Aye. Not a good start for hungry orphans. I skipped the line about their mothers.
We continued. The story took a strange turn when it began to describe how lepers’ flesh falls off and how they were thrown out of the city and rejected by common society in Bible times. As I tried to read I held in nervous laughter and disbelief at how not ideal this story was turning out to be.
“If a leper saw another person coming, he would have to call out to warn that person to stay away from him.”
I held it in, and looked up guiltily as the children listened for the translation.
The story took ages to develop, especially translating line for line.

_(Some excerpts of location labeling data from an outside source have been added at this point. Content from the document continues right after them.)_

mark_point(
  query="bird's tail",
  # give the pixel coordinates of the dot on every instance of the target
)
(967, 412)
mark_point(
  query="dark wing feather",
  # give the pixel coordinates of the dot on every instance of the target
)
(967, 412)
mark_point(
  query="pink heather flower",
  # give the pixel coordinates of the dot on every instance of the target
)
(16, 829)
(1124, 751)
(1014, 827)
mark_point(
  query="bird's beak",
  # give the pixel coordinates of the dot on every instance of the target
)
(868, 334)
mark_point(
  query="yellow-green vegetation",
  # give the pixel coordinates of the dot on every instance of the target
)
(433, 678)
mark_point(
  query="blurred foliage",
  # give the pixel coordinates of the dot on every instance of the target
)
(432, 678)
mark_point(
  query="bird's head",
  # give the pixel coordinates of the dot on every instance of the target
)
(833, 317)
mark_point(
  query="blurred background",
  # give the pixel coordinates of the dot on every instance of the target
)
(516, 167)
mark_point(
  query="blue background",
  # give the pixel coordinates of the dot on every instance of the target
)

Finally, Danny was unable to bear it anymore;
“Can we skip to the moral, this relates to saying thank-you??” he asked after I read,
“. . .when he was well, he could live with people again.”
I got the point and skipped to the last few paragraphs about the different situations we could say thank you in. I threw candies out like they were apologies and managed three little girls on my lap; including Fatuma, the little one with AIDS. The kids sucked on salty toffee as their noses ran down their faces.
My arms became sticky with as their grubby little hands pawed at me; it didn’t gross me out. I just kept peeling the papers off their candies and hoping to somehow make their day a bit better; as cliché as that sounds.
Soon we were listening as they sang their goodbye song, “We are happy, we are happy to say goodbye. . . .” This time they clapped at intervals.
I eyed up one little girl with a tiny oval face and hands the size of a baby’s. Her round head was covered in a blue headscarf, she was awful little to wear a head covering so I wondered if it was for reasons of faith or health. I gave her another candy.
We said our goodbyes and climbed back in the blue SUV outside the upside down house.